Tu m’as demandé un jour : « Pourquoi moi ? Qu’est-ce qui t’a fait penser que j’avais quelque chose à faire avec la franc-maçonnerie ? »
La question est légitime. Elle mérite une réponse franche, sans emphase et sans mystique inutile.
Je n’ai pas pensé à toi parce que tu correspondais à un “profil”.
Je n’ai pas pensé à toi parce que tu ressembles à un personnage de rituel.
J’ai pensé à toi parce qu’il y a chez toi quelque chose de rare : une manière d’être qui laisse entendre qu’un travail intérieur ne te ferait pas peur.
Tu poses des questions qui dérangent, mais utiles
Ce qui m’a frappé en premier, ce n’est pas ton érudition. C’est ta manière d’interroger les choses : calmement, mais en allant droit au fond.
Tu ne te contentes pas d’accepter ce qu’on te dit. Tu veux comprendre ce qui tient, ce qui sonne juste, ce qui résiste à l’analyse.
C’est exactement le type de regard qu’on attend avant toute initiation.
Tu ne confonds pas profondeur et gravité
Tu ne fais pas semblant de t’intéresser à l’essentiel : tu t’y intéresses vraiment.
Pas pour être différent, ni pour paraître sérieux, mais parce que tu refuses les discours creux.

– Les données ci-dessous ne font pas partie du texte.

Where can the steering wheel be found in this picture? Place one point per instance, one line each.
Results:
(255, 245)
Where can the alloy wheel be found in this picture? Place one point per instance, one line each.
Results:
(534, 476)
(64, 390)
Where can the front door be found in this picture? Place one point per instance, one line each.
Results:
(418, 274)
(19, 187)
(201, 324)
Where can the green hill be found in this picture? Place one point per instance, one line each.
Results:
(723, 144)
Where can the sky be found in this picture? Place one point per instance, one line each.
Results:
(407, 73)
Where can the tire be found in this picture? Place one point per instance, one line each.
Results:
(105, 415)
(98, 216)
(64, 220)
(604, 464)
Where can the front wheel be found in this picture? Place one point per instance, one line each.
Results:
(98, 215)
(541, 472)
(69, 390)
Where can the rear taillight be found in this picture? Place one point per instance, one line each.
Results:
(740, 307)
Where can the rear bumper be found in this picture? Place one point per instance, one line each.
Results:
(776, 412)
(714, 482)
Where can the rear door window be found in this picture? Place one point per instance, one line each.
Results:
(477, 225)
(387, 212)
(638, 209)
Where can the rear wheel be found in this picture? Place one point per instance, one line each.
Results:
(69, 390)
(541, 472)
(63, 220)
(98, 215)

La franc-maçonnerie française ne s’adresse pas à ceux qui veulent briller, mais à ceux qui veulent construire.
Tu fais partie de ceux qui préfèrent le solide au décoratif.
Tu es lucide sur tes forces — et sur tes angles morts
Ce n’est pas la perfection qui prépare un candidat, c’est la lucidité. Tu sais ce que tu vaux, et tu sais aussi ce qui te manque. Tu n’as jamais prétendu être irréprochable, et c’est tant mieux.
On ne travaille que sur une pierre qu’on accepte d’examiner. La tienne, tu ne la caches pas sous une couche de vernis.
Tu as un vrai sens de la liberté
Et pas la caricature qu’on sert dans les soirées : je parle de la liberté intérieure, celle qui permet de penser seul, d’écouter vraiment, de prendre position sans hurler, et de reconnaître quand on s’est trompé.
Dans une loge , c’est une qualité précieuse : elle évite les gourous, les dogmes, les dérives. Tu as déjà cette maturité.
Tu sais ce qu’est la fraternité — sans le dire toutes les trois phrases
La fraternité n’est pas un slogan. C’est une attitude : savoir écouter, soutenir quand il faut, et ne pas tout ramener à soi.
Tu n’en parles pas, tu la pratiques. C’est beaucoup plus convaincant.
Tu n’attendais pas la maçonnerie pour exister
Et c’est essentiel.
Ceux qui entrent en loge pour combler un vide font fausse route. Toi, tu n’avais pas besoin d’un cadre pour tenir debout. Mais tu avais en toi ce “plus” qui peut renforcer un atelier.
La maçonnerie ne t’aurait pas rempli — elle t’aurait prolongé.
Tu cherchais quelque chose, même si tu ne savais pas encore quoi
Ce n’était ni un malaise, ni une fuite. C’était une question silencieuse, une sorte de tension intérieure :
le besoin de mettre de la cohérence, de l’axe, du vertical, dans ce que tu vis et dans ce que tu choisis.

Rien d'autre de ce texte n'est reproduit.